Nef fand in ihrer Forschung eine Organisation mit extremer Ideologie, die sich aber gleichzeitig mit ihrer Kritik an der Korruption und dem mangelhaften Bildungs- und Gesundheitswesen in Indonesien beachtlicher Sympathien erfreut. «Persönlich hoffe ich, dass sich Hizb ut Tahir mit ihrer Version von Islam gegenüber dem ansonsten moderaten Islam in Indonesien nicht durchsetzen werden. Gleichzeitig ist aber anzuerkennen, dass sie mit ihren streitbaren Thesen die noch junge Demokratie im Land beleben.»
Protest im Wandel
Mit sozialen Protestformen beschäftigt sich auch das noch laufende Dissertationsprojekt der Politologin Linda Maduz. Sie untersucht die Situation in Indonesien, Südkorea und Thailand von 1986 – 2005, als sich alle drei Länder in Richtung Demokratie bewegten und gleichzeitig Protestwellen erlebten.
Maduz zeigt in ihrer Arbeit auf, dass sich mit zunehmender Demokratisierung auch die Formen, die Forderungen, die Akteure und die Adressaten des Protests veränderten. So wurden etwa wirtschafts- und sozialpolitische Themen wichtiger und Petitionen sowie konfrontative Protestformen wie Streiks oder Barrikaden nahmen an Häufigkeit zu.
Der Erfolg war allerdings begrenzt. Zwar gelang des den Akteuren – Gewerkschaften und Berufsgruppen etwa –, die politische Agenda mitzubestimmen. Die politischen Entscheidungen allerdings konnten sie nur dann beeinflussen, wenn sie mit anderen Interessengruppen oder der politischen Elite kooperierten.
Wende zum Körper
Ein geographisch weitaus grösseres und wirtschaftlich potenteres Land als ihre Kolleginnen und Kollegen hat sich Justyna Jaguścik vorgenommen: China. Die Sinologin interessiert sich in ihrer noch laufenden Dissertation für die zeitgenössische Frauenliteratur des Landes.
Anhand von mehreren literarischen Werken zeichnet sie den «body turn» nach: Seit den 1980er Jahren ist in der Frauenliteratur der Volksrepublik China die weibliche Leiblichkeit als neues Thema präsent. «Ein bisher unbetretener Raum der Freiheit begann sich mit der wirtschaftlichen Modernisierung und der Öffnung gegenüber dem westlichen Kulturraum zu öffnen», sagt Jaguścik.
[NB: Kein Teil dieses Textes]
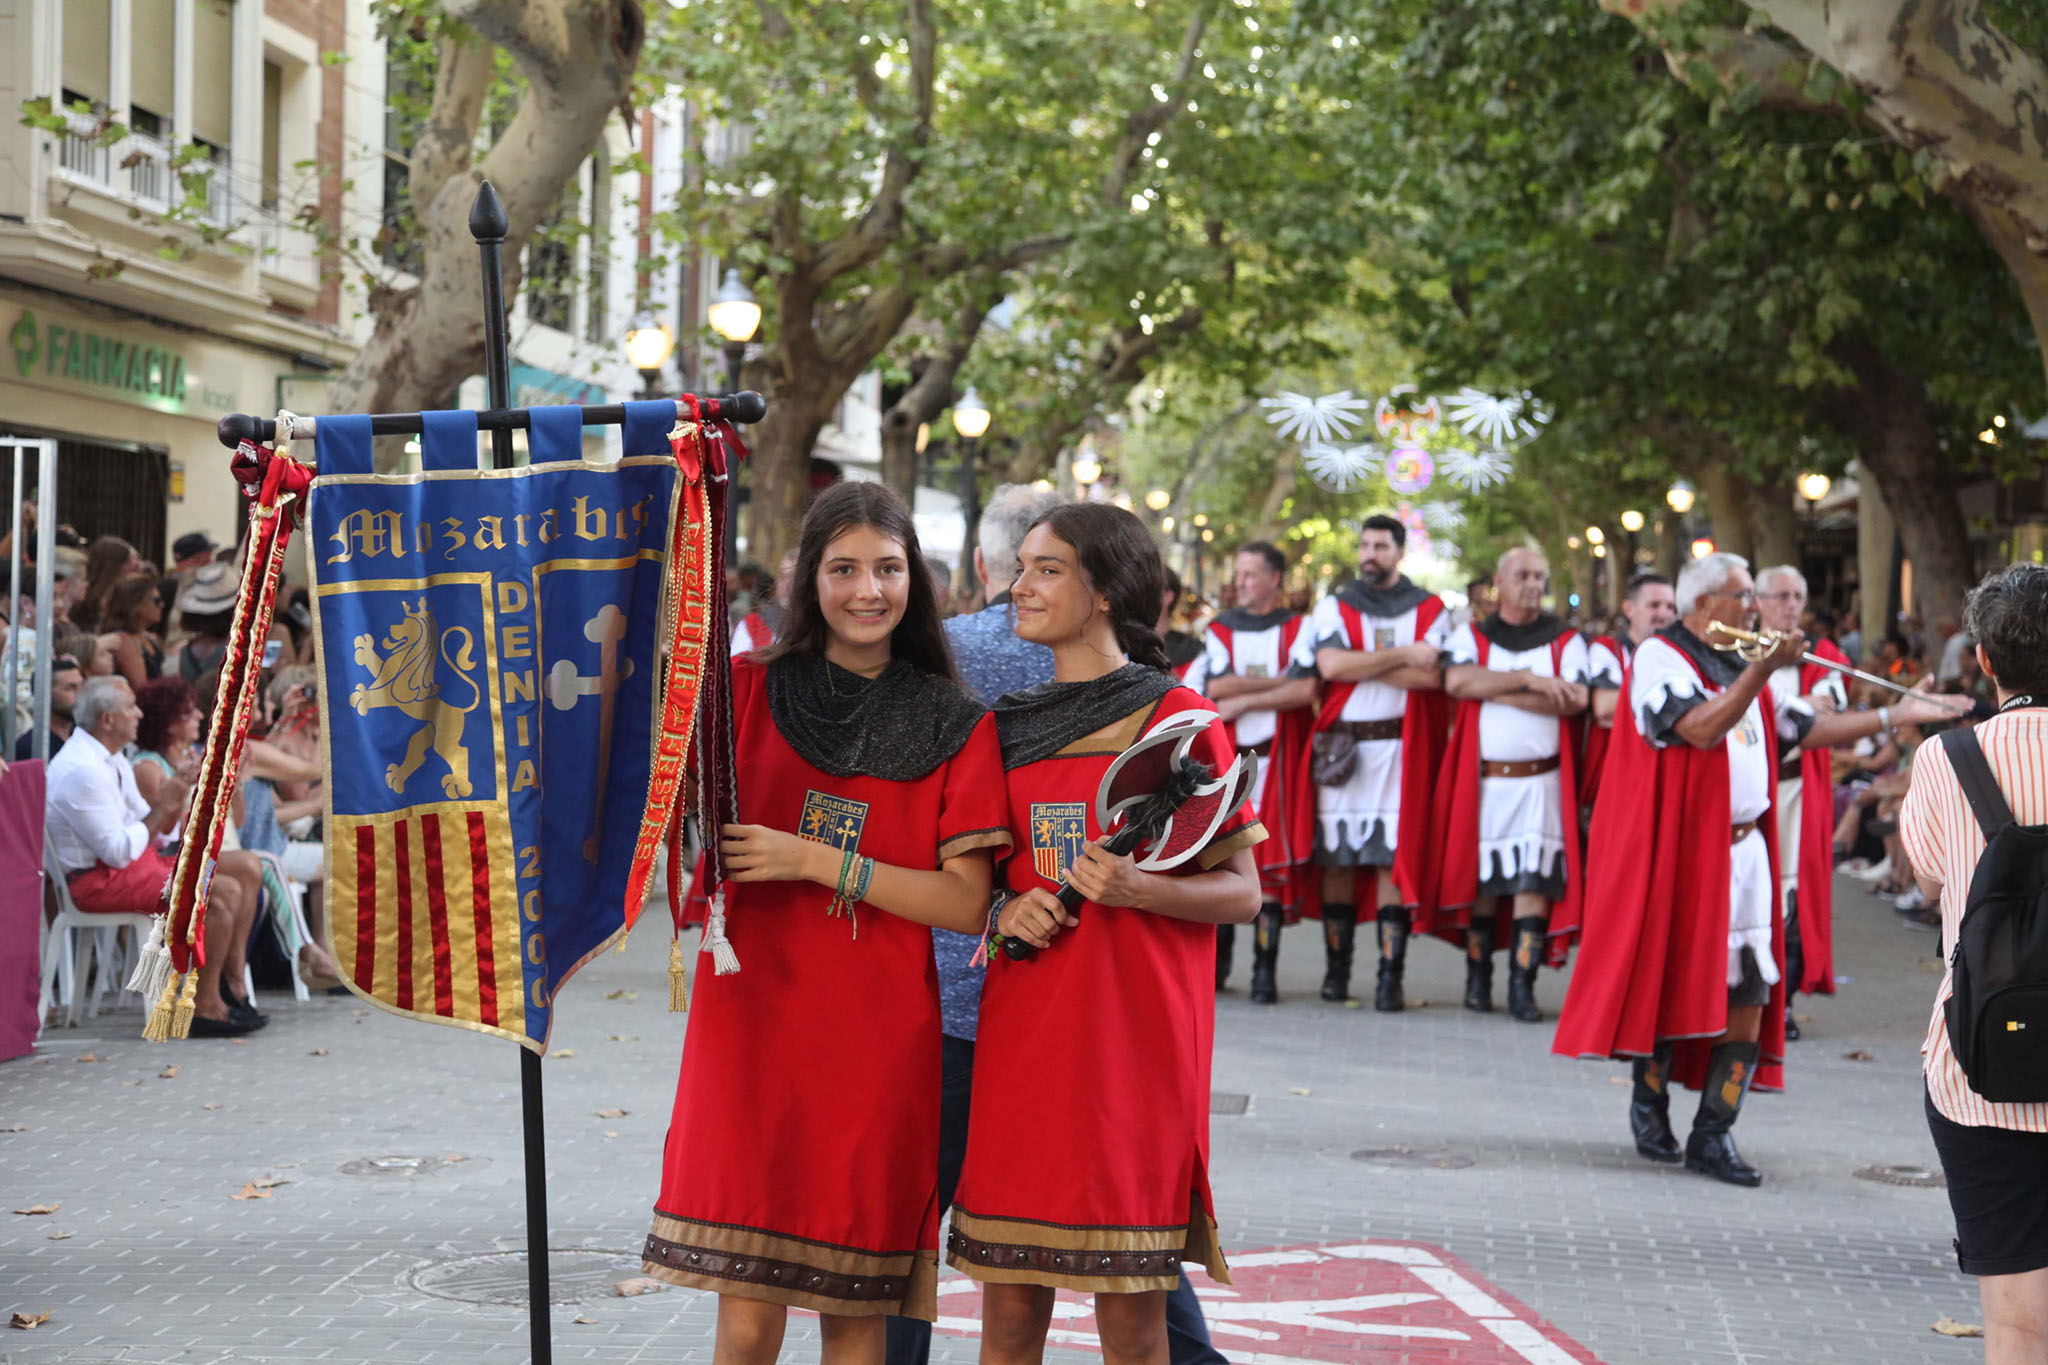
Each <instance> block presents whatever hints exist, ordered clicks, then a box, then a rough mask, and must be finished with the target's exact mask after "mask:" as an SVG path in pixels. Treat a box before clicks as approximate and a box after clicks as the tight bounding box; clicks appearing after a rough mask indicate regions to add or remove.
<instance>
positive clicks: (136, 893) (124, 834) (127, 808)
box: [45, 677, 262, 1038]
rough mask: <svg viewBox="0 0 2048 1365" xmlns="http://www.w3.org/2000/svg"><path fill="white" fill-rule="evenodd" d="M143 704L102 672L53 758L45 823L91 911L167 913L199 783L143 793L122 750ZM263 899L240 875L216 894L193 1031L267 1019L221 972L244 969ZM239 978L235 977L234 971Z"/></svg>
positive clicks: (93, 684) (189, 784)
mask: <svg viewBox="0 0 2048 1365" xmlns="http://www.w3.org/2000/svg"><path fill="white" fill-rule="evenodd" d="M139 724H141V708H139V706H135V694H133V692H129V686H127V679H125V677H94V679H92V681H88V684H86V686H84V688H80V690H78V702H76V704H74V706H72V737H70V739H68V741H63V749H59V751H57V757H53V759H51V761H49V778H47V788H45V821H47V831H49V843H51V849H55V853H57V864H59V866H61V868H63V880H66V886H68V890H70V892H72V905H76V907H78V909H80V911H86V913H90V915H158V913H160V911H162V909H164V905H162V900H164V882H168V880H170V874H172V860H170V857H166V855H164V847H166V845H168V843H170V835H172V831H174V829H176V825H178V821H180V819H182V817H184V806H186V800H188V798H190V790H193V788H190V784H188V782H182V780H178V778H172V780H168V782H164V786H162V790H160V792H158V798H156V802H147V800H143V798H141V792H139V790H137V788H135V774H133V769H131V767H129V761H127V759H125V757H123V755H121V753H123V749H127V747H129V745H131V743H135V729H137V726H139ZM254 913H256V907H254V902H250V900H248V898H246V896H244V888H242V884H240V882H238V880H236V878H231V876H217V878H213V884H211V888H209V894H207V962H205V966H201V968H199V995H197V1001H195V1009H197V1013H195V1017H193V1038H238V1036H242V1033H252V1031H256V1029H258V1027H262V1025H260V1023H258V1021H256V1019H254V1017H252V1015H254V1011H252V1009H248V1007H244V1009H242V1011H236V1009H231V1005H229V1001H227V999H225V997H223V993H221V974H223V970H225V968H229V966H233V970H236V976H240V970H242V968H240V964H242V960H244V958H242V954H244V948H242V945H244V943H246V941H248V929H250V917H252V915H254ZM229 980H231V978H229Z"/></svg>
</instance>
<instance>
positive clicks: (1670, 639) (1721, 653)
mask: <svg viewBox="0 0 2048 1365" xmlns="http://www.w3.org/2000/svg"><path fill="white" fill-rule="evenodd" d="M1657 634H1659V636H1661V639H1663V643H1665V645H1669V647H1671V649H1675V651H1677V653H1681V655H1686V657H1688V659H1692V663H1694V667H1696V669H1700V675H1702V677H1706V681H1710V684H1714V686H1716V688H1722V690H1726V688H1729V686H1731V684H1733V681H1735V679H1737V677H1741V675H1743V663H1741V661H1739V659H1737V657H1735V655H1729V653H1722V651H1718V649H1714V647H1712V645H1708V643H1706V641H1702V639H1700V636H1698V634H1694V632H1692V630H1688V628H1686V622H1681V620H1673V622H1671V624H1669V626H1665V628H1663V630H1659V632H1657Z"/></svg>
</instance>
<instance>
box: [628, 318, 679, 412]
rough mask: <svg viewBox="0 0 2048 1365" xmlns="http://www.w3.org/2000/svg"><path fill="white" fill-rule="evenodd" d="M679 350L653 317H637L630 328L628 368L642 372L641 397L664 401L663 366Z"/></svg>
mask: <svg viewBox="0 0 2048 1365" xmlns="http://www.w3.org/2000/svg"><path fill="white" fill-rule="evenodd" d="M672 350H676V338H674V336H672V334H670V329H668V327H664V325H659V323H657V321H655V319H653V313H635V315H633V323H631V325H629V327H627V364H631V366H633V368H635V370H639V372H641V397H643V399H657V397H662V366H666V364H668V356H670V352H672Z"/></svg>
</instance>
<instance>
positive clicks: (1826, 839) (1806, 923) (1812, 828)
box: [1794, 641, 1849, 995]
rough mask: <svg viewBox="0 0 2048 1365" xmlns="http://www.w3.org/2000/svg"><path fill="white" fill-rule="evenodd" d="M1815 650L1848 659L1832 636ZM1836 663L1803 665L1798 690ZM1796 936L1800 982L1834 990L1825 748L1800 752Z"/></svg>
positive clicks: (1840, 662) (1816, 651) (1829, 762)
mask: <svg viewBox="0 0 2048 1365" xmlns="http://www.w3.org/2000/svg"><path fill="white" fill-rule="evenodd" d="M1812 653H1817V655H1821V657H1823V659H1835V661H1837V663H1847V661H1849V655H1845V653H1841V651H1839V649H1837V647H1835V643H1833V641H1819V643H1817V645H1815V647H1812ZM1833 675H1835V671H1833V669H1825V667H1821V665H1819V663H1808V665H1806V667H1802V669H1800V675H1798V686H1800V694H1802V696H1804V694H1810V692H1812V690H1815V688H1819V686H1821V684H1823V681H1825V679H1829V677H1833ZM1794 902H1796V907H1798V939H1800V952H1802V954H1804V968H1802V970H1800V980H1798V988H1800V990H1804V993H1806V995H1835V769H1833V759H1831V755H1829V751H1827V749H1806V751H1804V753H1802V755H1800V802H1798V894H1796V896H1794Z"/></svg>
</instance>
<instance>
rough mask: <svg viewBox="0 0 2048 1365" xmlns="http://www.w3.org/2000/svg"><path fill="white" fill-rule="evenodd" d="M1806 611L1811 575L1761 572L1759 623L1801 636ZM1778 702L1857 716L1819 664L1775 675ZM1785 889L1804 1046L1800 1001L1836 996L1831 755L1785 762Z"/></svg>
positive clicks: (1813, 753) (1788, 989) (1781, 766)
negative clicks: (1813, 998)
mask: <svg viewBox="0 0 2048 1365" xmlns="http://www.w3.org/2000/svg"><path fill="white" fill-rule="evenodd" d="M1804 612H1806V575H1804V573H1800V571H1798V569H1794V567H1792V565H1772V567H1769V569H1759V571H1757V618H1759V620H1761V622H1763V628H1765V630H1798V622H1800V616H1802V614H1804ZM1810 653H1815V655H1819V657H1823V659H1831V661H1835V663H1843V665H1847V663H1849V657H1847V655H1843V653H1841V651H1839V649H1835V643H1833V641H1817V643H1815V647H1812V651H1810ZM1772 696H1800V698H1806V702H1808V704H1810V706H1812V708H1815V710H1817V712H1843V710H1849V696H1847V692H1845V690H1843V686H1841V673H1837V671H1835V669H1829V667H1823V665H1819V663H1800V661H1794V663H1788V665H1784V667H1782V669H1778V671H1776V673H1772ZM1778 886H1780V890H1782V894H1784V917H1786V1040H1788V1042H1792V1040H1798V1021H1796V1019H1794V1017H1792V995H1794V993H1798V990H1804V993H1806V995H1835V774H1833V769H1831V765H1829V751H1827V749H1800V751H1798V753H1782V755H1780V757H1778Z"/></svg>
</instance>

Der neue Freiraum bietet auch Gelegenheit, die eigene Weiblichkeit neu zu kreieren. Die entsprechenden literarischen Werke werden in der körperphobischen Kultur Chinas allerdings immer wieder als Skandal erlebt.
Jaguścik fragt in ihrer Arbeit nach den Charakteristiken dieser zeitgenössischen Frauenliteratur – angesiedelt zwischen dem seit der Moderne neu zugänglichen westlichen Feminismus und der bereits seit Ende des 19. Jahrhunderts existierenden chinesischen Frauenbewegung.